As is customary around these parts, I am taking two weeks off to travel home for the holidays, do hoodrat things with my friends, drink my weight in liquor and eat your weight in soul food. It’s tradition after all. And in that spirit, I will also be taking a break from the twice a week posting I do here. I will give you a moment to mourn…
Feel free to come back in the new year, when I will be kicking things off with a week long series about the worst dates I have ever been on, brought to you by Twitter and the letter J for Jack Daniels, without whom I would never have found it in myself to entertain you with my ultimate dating failures. Among the highlights you can expect: guy whose girlfriend showed up mid-date. The gay guy I didn’t know I was on a date with who had an interesting proposition at the end of the night. Boy who cried into his pasta.
You wanna be here for that.
In the meantime, feel free to catch up on the past year via 12 of my favorite posts of 2011, listed below in no particular order, and meant to assuage the agony of my absence until I return in 2012, likely hungover and a few pounds heavier, but ready to go.
Merry ChrismaHanuKwanzaa and Happy New Year in advance!!!
1. Next Door
A look back on what happens when you visit your childhood house of horrors as an adult.

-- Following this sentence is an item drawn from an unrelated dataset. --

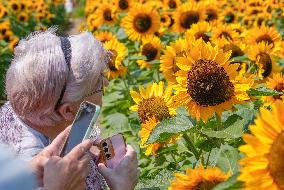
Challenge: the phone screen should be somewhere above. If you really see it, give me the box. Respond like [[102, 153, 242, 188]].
[[61, 102, 99, 155]]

A sound thesis on why, when men tell you that you should be attracted to their potential, you should tell them to shut the fuck up.
3. Lestat v. Possums
A hilarious installment of my war on possums, wherein I embarrass myself with how ungangster I am.
4. Giving Up
Where I finally start to heal from having my heart broken years ago, starting with confronting the memories left behind in a city we once loved.
5. La’s Guide to Jump Offs
A list of rules to follow if you are interested in maintaining a fruitful jump off situation, gleaned mostly from all the ways I have failed in this pursuit.
6. Fuck Love, Get Greece
Where I learn that romance without finance is not love at all, but rather the way poor people make themselves feel better about being broke.
8. Body Count Politics
Defense of you being as much or as little of a whore as you want to be, and why there should be no such thing as a whore anyway.
9. You Know How I Know You’re Gay?
I crush my friend’s hopes of dating a new guy because I am fairly certain that he is a card carrying, Vuitton rocking, arches-his-eyebrows-in-secret homo.
10. The One Where my Mama and I Talk About Vibrators
Also known as the one time I seriously considered running my car into a highway median just to make it stop.
11. Mama Said There’d be Days Like This
I give up my apartment, my independence, and my dog, all in one day. But the cute pics of my dog make it hurt a little less.
12. I Shoulda Been a Stripper
I discover that strippers are not all unattractive, desperate for love knock off porn stars. I also discover that stripping is the new path to financial independence. Then I cry over my degree and student loan bills.